My Parents' Experiences as Polish Slave Laborers in Nazi Germany and Displaced Persons after the War
Wednesday, June 15, 2016
Reading at the Holocaust Educators Conference at Lynchburg College
Holocaust Educators Conference at Lynchburg College
I'll be reading poems and some prose pieces from my new book Echoes of Tattered Tongues about my family's experiences as Displaced Persons in Germany and refugees in America.
I love talking to students and teachers about my parents. If you ever want me to visit a class just drop me a line. (The Georgia Holocaust Commission gave me an award for talking to high school students in Georgia.)

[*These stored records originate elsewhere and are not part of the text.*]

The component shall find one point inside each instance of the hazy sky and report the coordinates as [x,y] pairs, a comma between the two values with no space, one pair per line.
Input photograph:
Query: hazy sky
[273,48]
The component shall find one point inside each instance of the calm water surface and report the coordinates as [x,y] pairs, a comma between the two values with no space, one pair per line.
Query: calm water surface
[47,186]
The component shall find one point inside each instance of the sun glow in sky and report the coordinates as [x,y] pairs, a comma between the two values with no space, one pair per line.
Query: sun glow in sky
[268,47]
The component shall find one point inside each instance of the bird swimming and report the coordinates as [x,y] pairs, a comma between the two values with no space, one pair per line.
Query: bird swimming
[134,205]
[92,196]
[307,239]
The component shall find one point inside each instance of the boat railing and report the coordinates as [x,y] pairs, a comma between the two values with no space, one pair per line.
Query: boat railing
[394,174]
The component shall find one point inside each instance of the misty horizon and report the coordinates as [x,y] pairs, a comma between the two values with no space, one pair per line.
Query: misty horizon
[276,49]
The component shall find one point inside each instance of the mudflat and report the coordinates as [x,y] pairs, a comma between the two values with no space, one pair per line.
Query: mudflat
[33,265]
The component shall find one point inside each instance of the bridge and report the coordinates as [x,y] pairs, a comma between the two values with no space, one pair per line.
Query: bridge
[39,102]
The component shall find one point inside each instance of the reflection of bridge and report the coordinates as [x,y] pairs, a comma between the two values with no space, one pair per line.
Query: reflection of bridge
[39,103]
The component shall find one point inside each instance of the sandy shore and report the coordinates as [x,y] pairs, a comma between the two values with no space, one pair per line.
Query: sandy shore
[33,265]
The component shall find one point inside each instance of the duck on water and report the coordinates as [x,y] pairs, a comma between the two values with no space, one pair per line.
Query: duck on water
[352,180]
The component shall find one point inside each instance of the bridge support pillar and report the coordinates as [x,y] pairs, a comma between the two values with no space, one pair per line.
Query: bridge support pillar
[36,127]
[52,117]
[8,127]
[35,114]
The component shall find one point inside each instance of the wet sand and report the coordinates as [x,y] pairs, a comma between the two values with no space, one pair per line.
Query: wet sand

The first poem I'll read is Refugees.
REFUGEES
We came with heavy suitcases
made from wooden boards by brothers
we left behind, came from Buchenwald
and Katowice and before that
Lvov, our mother's true home,
came with our tongues
in tatters, our teeth in our pockets,
hugging only ourselves, our bodies
stiff like frightened ostriches.
We were the children in ragged wool
who shuffled in line to eat or pray
or beg anyone for charity.
Remembering the air and the trees,
the sky above the Polish fields,
we dreamt only of the lives waiting
for us in Chicago and St. Louis
and Superior, Wisconsin
like pennies
in our mouths.
(The conference is being conducted by the Holocaust Educators Foundation of Central Virginia.)